A MFoM learning approach to robust multiclass multi-label text categorization

  • Authors:
  • Sheng Gao;Wen Wu;Chin-Hui Lee;Tat-Seng Chua

  • Affiliations:
  • Institute for Infocomm Research, Singapore;Carnegie Mellon University, Pittsburgh, PA;Georgia Institute of Technology, Atlanta, GA;National University of Singapore, Singapore

  • Venue:
  • ICML '04 Proceedings of the twenty-first international conference on Machine learning
  • Year:
  • 2004

Quantified Score

Hi-index 0.00

Visualization

Abstract

We propose a multiclass (MC) classification approach to text categorization (TC).
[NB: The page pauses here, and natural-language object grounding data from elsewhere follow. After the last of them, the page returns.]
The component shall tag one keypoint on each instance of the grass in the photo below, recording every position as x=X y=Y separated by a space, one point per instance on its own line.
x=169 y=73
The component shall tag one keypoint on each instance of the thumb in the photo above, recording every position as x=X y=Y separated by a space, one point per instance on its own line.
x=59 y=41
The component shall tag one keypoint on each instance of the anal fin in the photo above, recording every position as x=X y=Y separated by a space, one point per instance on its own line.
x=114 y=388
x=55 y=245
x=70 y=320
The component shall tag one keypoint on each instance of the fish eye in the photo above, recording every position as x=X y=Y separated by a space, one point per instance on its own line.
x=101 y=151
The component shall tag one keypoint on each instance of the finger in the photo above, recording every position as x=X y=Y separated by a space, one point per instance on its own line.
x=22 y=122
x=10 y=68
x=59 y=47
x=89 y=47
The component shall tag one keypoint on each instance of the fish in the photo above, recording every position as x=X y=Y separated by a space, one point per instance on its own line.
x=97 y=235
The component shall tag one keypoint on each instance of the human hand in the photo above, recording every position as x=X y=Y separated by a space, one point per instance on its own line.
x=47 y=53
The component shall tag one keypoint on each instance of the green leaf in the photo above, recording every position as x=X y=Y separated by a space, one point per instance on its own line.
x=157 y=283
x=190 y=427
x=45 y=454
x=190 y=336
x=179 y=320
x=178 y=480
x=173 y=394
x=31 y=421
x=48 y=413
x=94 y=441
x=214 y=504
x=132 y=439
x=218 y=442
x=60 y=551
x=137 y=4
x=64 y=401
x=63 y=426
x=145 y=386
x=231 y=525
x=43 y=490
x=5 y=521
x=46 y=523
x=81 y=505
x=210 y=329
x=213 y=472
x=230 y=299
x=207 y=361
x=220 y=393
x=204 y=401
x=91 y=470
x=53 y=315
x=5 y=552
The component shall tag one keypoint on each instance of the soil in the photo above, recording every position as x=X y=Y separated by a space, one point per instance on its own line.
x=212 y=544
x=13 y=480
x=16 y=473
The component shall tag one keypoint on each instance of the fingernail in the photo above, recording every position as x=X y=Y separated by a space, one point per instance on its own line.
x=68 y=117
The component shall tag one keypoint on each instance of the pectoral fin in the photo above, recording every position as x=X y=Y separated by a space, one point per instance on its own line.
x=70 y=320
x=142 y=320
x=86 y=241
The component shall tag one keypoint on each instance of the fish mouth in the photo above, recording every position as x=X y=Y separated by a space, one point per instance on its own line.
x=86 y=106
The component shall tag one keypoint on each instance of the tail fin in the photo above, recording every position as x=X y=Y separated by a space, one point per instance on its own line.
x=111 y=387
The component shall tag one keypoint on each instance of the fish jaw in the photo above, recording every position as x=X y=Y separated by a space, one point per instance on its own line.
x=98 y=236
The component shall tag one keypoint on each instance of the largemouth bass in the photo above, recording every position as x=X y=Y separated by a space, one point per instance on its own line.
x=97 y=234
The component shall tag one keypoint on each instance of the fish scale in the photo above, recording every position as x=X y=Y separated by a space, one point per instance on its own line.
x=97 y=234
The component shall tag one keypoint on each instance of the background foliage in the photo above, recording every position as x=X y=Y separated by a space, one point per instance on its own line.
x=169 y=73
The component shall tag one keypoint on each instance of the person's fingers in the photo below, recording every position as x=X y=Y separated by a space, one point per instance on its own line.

To fully take advantage of both positive and negative training examples, a maximal figure-of-merit (MFoM) learning algorithm is introduced to train high performance MC classifiers. In contrast to conventional binary classification, the proposed MC scheme assigns a uniform score function to each category for each given test sample, and thus the classical Bayes decision rules can now be applied. Since all the MC MFoM classifiers are simultaneously trained, we expect them to be more robust and work better than the binary MFoM classifiers, which are trained separately and are known to give the best TC performance. Experimental results on the Reuters-21578 TC task indicate that the MC MFoM classifiers achieve a micro-averaging F1 value of 0.377, which is significantly better than 0.138, obtained with the binary MFoM classifiers, for the categories with less than 4 training samples. Furthermore, for all 90 categories, most with large training sizes, the MC MFoM classifiers give a micro-averaging F1 value of 0.888, better than 0.884, obtained with the binary MFoM classifiers.